山形県の蔵王温泉を訪ねると、緑鮮やかな笹の葉にちょこんと乗った白く小さなお餅に出会うことがあります。それが稲花餅。「蔵王に行ったら必ず食べる」と言わしめるほど愛されている約100年の歴史を持つ和菓子です。

熊笹の上に小さな餅が3つ並び、それぞれになめらかなこし餡が包まれています。餅の上には黄色く染められた米粒が数粒乗っていて、これが稲の花を思わせることから「稲花餅」と名づけられたとされています。

黄色い米粒には、稲穂がよく実るようにという願いが込められていていると伝えられています。

餅の中に餡を入れるのも、世の中が「餡泰(あんたい)」、つまり安泰でありますようにという願いが込められているという逸話もあります。

3つ並べるのは、豊年満作、家内安全、商売繁盛の3つの願いを神様に届けるためだとされています。

蔵王温泉では、現在も数軒の店が稲花餅を手作りしています。

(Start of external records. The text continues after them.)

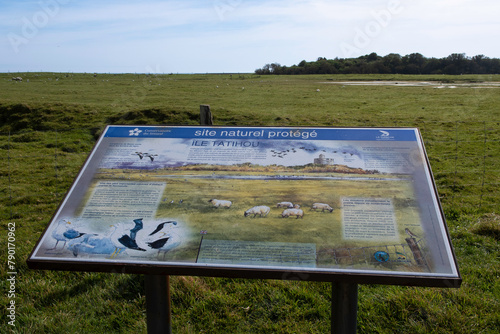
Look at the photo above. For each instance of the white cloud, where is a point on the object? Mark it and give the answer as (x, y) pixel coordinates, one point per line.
(237, 35)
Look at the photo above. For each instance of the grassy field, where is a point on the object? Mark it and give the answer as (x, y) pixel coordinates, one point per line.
(49, 122)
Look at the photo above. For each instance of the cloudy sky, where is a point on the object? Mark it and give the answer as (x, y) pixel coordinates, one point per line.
(213, 36)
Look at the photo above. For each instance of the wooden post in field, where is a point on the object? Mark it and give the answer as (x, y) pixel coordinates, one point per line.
(344, 308)
(158, 306)
(205, 115)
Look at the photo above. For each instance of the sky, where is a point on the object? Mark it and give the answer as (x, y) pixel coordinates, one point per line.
(234, 36)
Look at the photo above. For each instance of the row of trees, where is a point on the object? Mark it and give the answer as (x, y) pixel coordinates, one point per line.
(415, 63)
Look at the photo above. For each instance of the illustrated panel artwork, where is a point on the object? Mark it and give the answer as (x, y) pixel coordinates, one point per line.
(312, 200)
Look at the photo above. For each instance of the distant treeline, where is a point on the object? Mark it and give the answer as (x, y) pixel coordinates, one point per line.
(415, 63)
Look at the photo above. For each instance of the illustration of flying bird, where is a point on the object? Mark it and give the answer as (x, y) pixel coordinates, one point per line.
(140, 154)
(63, 232)
(151, 156)
(410, 233)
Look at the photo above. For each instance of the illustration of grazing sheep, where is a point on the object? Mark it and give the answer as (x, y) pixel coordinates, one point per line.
(292, 212)
(261, 210)
(322, 207)
(220, 203)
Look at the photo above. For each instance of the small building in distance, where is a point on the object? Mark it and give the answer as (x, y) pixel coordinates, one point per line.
(322, 160)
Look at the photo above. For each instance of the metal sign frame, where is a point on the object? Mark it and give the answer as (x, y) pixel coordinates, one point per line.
(222, 201)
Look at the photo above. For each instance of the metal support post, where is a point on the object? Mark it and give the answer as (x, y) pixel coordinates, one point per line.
(158, 304)
(344, 307)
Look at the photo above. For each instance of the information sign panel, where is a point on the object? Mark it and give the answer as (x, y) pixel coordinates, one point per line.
(356, 204)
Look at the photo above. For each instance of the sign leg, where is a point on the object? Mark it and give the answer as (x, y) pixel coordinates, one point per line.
(158, 304)
(344, 307)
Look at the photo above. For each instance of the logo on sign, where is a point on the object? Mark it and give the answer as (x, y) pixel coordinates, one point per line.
(384, 135)
(134, 132)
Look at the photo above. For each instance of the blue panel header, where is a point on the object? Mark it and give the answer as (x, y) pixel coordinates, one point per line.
(268, 133)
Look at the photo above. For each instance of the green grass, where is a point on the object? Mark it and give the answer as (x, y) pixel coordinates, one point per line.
(55, 118)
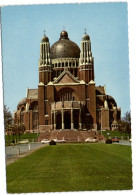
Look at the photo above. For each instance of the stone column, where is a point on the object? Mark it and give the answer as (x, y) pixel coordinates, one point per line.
(62, 118)
(54, 120)
(72, 118)
(80, 122)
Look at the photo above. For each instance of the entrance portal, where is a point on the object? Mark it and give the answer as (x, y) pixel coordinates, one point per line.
(67, 120)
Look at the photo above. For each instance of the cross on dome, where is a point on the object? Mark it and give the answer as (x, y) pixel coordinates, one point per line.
(44, 32)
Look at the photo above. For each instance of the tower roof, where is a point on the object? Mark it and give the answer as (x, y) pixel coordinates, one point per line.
(85, 37)
(45, 39)
(64, 48)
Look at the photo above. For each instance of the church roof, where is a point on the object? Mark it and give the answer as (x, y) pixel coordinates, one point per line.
(100, 90)
(69, 79)
(32, 93)
(65, 48)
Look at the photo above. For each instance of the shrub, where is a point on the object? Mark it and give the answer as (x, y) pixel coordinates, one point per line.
(52, 142)
(108, 141)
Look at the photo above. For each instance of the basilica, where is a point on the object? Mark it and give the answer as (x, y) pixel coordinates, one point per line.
(67, 97)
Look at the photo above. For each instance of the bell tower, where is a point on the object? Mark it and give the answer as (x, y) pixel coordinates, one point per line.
(45, 76)
(86, 61)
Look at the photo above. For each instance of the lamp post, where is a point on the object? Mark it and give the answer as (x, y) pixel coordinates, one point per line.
(37, 124)
(101, 121)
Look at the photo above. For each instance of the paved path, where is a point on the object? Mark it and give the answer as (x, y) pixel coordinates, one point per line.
(124, 142)
(19, 151)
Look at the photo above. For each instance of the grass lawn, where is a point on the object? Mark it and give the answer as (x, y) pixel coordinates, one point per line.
(30, 136)
(114, 133)
(72, 167)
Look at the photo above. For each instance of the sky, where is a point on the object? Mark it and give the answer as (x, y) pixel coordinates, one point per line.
(23, 28)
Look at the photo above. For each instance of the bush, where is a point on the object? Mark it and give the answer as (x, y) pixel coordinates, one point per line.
(52, 142)
(108, 141)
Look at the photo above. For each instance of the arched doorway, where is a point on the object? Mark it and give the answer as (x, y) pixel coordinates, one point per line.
(67, 120)
(58, 121)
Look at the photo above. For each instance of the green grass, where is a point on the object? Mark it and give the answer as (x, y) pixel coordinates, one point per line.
(114, 133)
(30, 136)
(72, 167)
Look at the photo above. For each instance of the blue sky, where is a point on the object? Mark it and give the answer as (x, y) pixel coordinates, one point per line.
(22, 30)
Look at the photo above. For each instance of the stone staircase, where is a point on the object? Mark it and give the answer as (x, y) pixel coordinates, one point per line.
(69, 135)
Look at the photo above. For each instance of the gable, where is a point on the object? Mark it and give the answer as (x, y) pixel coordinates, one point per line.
(66, 78)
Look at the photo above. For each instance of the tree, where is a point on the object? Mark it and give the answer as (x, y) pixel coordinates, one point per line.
(7, 117)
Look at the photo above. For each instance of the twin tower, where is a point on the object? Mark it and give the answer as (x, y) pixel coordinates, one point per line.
(66, 91)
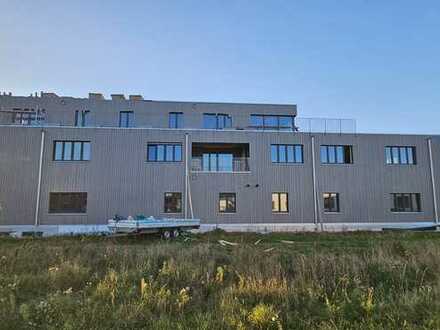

大量生産ができないため、ひとつひとつ職人の手で丁寧に作られています。餅の柔らかさや餡のなめらかさ、米粒の色合いなど、店ごとにわずかな違いがあり、食べ比べてみるとそれぞれの個性が感じられます。

稲花餅は日持ちがしないことでも知られています。保存料を使わず、蒸したての餅をそのまま笹にのせて売るため、賞味期限は基本的に当日限りです。

午前中に売り切れてしまうことも珍しくなく、予約をしておく人もいるほどです。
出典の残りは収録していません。